Novel mutations of CDKN1C in Japanese patients with Beckwith-Wiedemann syndrome
Hitomi Yatsuki,Ken Higashimoto,Kosuke Jozaki,Kayoko Koide,Junichiro Okada,Yoriko Watanabe,Nobuhiko Okamoto,Yoshinobu Tsuno,Yoko Yoshida,Kazutoshi Ueda,Kenji Shimizu,Hirofumi Ohashi,Tsunehiro Mukai,Hid 한국유전학회 2013 Genes & Genomics Vol.35 No.2
Beckwith-Wiedemann syndrome (BWS) is an imprinting-related human disease that is characterized by macrosomia, macroglossia, abdominal wall defects, and variable minor features. BWS is caused by several genetic/epigenetic alterations, such as loss of methylation at KvDMR1,gain of methylation at H19-DMR, paternal uniparental disomy of chromosome 11, CDKN1C mutations, and structural abnormalities of chromosome 11. CDKN1C is an imprinted gene with maternal preferential expression, encoding for a cyclin-dependent kinase (CDK) inhibitor.
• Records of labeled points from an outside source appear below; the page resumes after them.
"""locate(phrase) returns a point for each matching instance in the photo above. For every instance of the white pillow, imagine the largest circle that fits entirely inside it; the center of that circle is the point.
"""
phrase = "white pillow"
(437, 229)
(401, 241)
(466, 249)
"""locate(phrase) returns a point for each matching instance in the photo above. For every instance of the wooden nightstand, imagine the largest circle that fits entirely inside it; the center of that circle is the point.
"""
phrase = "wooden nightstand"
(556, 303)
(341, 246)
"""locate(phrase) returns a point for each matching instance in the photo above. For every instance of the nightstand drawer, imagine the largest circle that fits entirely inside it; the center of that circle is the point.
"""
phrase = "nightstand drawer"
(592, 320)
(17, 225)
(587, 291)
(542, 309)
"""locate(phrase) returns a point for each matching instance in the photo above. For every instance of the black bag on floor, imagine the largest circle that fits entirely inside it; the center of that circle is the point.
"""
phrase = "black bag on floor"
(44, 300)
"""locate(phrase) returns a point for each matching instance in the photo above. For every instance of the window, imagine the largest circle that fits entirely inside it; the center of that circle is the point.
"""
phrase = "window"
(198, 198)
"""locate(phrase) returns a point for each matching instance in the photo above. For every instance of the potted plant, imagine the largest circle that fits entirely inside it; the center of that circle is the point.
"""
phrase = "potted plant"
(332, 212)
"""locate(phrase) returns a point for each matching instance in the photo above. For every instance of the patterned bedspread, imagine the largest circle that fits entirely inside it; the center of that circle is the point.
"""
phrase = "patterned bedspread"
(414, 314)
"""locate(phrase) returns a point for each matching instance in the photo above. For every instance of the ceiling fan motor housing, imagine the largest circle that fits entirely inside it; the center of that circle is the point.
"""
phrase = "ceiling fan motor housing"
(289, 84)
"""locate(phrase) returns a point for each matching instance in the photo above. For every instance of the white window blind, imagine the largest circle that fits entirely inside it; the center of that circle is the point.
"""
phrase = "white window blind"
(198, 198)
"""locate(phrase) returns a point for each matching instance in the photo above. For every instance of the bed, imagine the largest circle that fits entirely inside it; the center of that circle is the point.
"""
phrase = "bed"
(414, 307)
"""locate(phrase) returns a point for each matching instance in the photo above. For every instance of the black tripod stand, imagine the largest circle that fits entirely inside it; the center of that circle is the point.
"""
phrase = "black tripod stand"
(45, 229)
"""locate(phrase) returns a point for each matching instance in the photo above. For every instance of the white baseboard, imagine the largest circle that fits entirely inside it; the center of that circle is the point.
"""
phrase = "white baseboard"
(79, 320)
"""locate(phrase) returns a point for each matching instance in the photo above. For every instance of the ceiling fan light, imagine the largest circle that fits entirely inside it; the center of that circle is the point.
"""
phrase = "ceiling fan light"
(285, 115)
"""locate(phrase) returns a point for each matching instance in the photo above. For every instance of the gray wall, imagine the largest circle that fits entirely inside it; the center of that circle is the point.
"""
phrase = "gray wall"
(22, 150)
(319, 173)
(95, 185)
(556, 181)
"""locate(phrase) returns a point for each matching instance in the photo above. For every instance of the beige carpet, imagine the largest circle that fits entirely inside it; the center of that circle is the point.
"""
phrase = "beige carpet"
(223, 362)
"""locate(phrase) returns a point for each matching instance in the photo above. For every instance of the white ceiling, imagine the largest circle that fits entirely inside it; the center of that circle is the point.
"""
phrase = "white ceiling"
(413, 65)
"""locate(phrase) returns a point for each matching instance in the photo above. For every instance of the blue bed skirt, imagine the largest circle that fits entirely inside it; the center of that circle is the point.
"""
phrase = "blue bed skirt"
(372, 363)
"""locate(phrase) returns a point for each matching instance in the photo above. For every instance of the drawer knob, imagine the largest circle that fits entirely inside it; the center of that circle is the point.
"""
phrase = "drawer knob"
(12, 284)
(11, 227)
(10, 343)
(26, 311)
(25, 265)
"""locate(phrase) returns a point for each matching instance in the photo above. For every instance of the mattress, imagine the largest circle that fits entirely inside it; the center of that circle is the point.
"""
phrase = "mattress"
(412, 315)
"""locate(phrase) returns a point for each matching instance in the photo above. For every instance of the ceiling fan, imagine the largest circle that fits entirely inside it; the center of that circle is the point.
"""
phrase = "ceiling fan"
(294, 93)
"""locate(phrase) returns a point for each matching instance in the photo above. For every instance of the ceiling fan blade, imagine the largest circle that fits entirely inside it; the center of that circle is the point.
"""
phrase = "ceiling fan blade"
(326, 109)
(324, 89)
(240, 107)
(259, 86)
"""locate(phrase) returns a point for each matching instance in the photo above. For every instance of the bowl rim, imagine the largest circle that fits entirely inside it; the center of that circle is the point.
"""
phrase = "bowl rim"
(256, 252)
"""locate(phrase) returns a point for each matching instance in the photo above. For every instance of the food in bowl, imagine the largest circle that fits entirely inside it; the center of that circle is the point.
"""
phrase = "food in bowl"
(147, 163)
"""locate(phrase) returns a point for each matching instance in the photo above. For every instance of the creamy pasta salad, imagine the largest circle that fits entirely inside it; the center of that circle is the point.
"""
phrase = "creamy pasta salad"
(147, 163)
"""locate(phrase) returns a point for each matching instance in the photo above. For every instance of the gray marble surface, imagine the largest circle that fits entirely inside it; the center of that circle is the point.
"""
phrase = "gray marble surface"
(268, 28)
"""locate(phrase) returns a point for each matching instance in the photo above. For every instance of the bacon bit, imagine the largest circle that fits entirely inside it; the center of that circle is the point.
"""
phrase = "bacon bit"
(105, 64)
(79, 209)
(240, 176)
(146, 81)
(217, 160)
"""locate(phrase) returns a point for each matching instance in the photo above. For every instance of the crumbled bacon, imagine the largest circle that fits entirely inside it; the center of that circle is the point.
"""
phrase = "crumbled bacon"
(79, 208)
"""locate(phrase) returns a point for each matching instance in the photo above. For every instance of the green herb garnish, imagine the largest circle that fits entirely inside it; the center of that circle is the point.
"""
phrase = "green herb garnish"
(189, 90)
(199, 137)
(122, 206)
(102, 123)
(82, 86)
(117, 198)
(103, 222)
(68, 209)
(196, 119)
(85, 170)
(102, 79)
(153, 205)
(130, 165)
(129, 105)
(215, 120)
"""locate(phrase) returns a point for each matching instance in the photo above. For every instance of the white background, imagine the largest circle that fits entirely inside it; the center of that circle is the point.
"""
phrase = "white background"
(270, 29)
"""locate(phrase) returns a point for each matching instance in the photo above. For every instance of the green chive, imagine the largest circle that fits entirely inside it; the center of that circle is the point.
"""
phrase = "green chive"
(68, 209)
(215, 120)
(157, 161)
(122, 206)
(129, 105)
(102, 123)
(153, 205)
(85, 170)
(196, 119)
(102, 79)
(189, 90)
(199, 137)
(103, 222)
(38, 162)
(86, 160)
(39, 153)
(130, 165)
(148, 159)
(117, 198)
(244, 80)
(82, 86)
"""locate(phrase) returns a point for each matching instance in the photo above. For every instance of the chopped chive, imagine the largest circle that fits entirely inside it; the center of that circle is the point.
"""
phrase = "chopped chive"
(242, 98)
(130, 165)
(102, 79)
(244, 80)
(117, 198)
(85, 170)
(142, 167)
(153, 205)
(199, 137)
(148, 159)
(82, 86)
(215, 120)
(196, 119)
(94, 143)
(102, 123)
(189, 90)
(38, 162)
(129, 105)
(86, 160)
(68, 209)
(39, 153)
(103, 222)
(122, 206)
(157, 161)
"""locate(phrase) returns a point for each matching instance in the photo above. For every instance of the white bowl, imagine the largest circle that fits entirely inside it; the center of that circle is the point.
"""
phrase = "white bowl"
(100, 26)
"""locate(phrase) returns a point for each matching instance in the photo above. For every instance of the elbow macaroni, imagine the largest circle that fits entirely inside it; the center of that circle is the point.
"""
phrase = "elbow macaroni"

Mutations in CDKN1C are found in 40 % of familial BWS cases with dominant maternal transmission and in *5 % of sporadic cases. In this study, we searched for CDKN1C mutations in 37BWS cases that had no evidence for other alterations. We found five mutations—four novel and one known—from a total of six patients. Four were maternally inherited and one was a de novo mutation. Two frame-shift mutations and one nonsense mutation abolished the QT domain, containing a PCNA-binding domain and a nuclear localization signal. Two missense mutations occurred in the CDK inhibitory domain,diminishing its inhibitory function. The above-mentioned mutations were predicted by in silico analysis to lead to loss of function; therefore, we strongly suspect that such anomalies are causative in the etiology of BWS.